Avoid cache splits on 128-bit unaligned memory accesses with SSE3 Instructions. The Streaming SIMD Extensions (SSE) provides the MOVDQU instruction for loading memory from addresses that are not aligned on 16-byte boundaries. Code sequences that use MOVDQU frequently encounter situations where the source spans across a 64-byte boundary (or cache-line boundary). Loading from a memory address that spans across a cache line boundary causes a hardware stall and degrades software performance.
Use LDDQU, a special 128-bit unaligned load designed to avoid cache-line splits. If the address of the load is aligned on a 16-byte boundary, LDQQU loads the 16 bytes requested. If the address of the load is not aligned on a 16-byte boundary, LDDQU loads a 32-byte block starting at the 16-byte aligned address immediately below the address of the load request. It then provides the requested 16 bytes.

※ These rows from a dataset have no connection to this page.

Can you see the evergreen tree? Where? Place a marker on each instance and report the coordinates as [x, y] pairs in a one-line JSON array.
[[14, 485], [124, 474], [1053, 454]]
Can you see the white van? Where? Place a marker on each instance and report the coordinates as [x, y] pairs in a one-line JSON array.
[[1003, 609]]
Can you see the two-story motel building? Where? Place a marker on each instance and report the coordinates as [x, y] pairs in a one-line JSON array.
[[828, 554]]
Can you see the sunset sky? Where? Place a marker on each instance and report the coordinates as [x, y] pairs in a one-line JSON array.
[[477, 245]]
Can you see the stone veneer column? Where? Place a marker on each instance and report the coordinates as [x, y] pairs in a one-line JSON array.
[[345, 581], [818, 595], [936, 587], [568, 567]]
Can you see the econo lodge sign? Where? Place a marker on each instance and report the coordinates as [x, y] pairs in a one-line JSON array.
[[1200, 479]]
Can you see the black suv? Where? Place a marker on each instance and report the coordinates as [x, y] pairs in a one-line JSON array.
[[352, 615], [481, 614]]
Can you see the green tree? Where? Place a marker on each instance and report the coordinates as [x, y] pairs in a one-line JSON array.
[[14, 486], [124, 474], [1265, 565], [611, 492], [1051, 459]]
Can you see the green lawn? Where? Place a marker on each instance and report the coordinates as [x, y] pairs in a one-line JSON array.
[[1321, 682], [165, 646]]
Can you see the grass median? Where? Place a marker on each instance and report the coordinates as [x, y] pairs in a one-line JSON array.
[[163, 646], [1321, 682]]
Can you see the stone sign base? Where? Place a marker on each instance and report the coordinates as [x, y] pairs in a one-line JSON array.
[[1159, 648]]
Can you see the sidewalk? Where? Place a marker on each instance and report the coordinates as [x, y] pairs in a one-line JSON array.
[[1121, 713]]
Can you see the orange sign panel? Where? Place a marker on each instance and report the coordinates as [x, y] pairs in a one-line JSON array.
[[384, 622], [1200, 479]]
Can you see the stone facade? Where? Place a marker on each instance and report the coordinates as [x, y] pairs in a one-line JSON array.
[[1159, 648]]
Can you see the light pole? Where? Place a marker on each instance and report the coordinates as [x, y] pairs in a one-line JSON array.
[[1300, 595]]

If the address is aligned on a 16-byte boundary, the effective number of memory requests is implementation-dependent (one or more). Because LDDQU usually accesses more data than is needed (32 bytes when 16 are needed), and because the number of memory accesses is implementation dependent, great care must be taken when dealing with uncached or write-combining (WC) memory regions.
LDDQU is a typed instruction for integer data; it is best used with integer data. Because of implementation issues, restrict the usage of LDDQU to situations where no store-to-load forwarding is expected. For situations where store-to-load forwarding is expected, use regular store/load pairs (either aligned or unaligned, based on the alignment of the data accessed).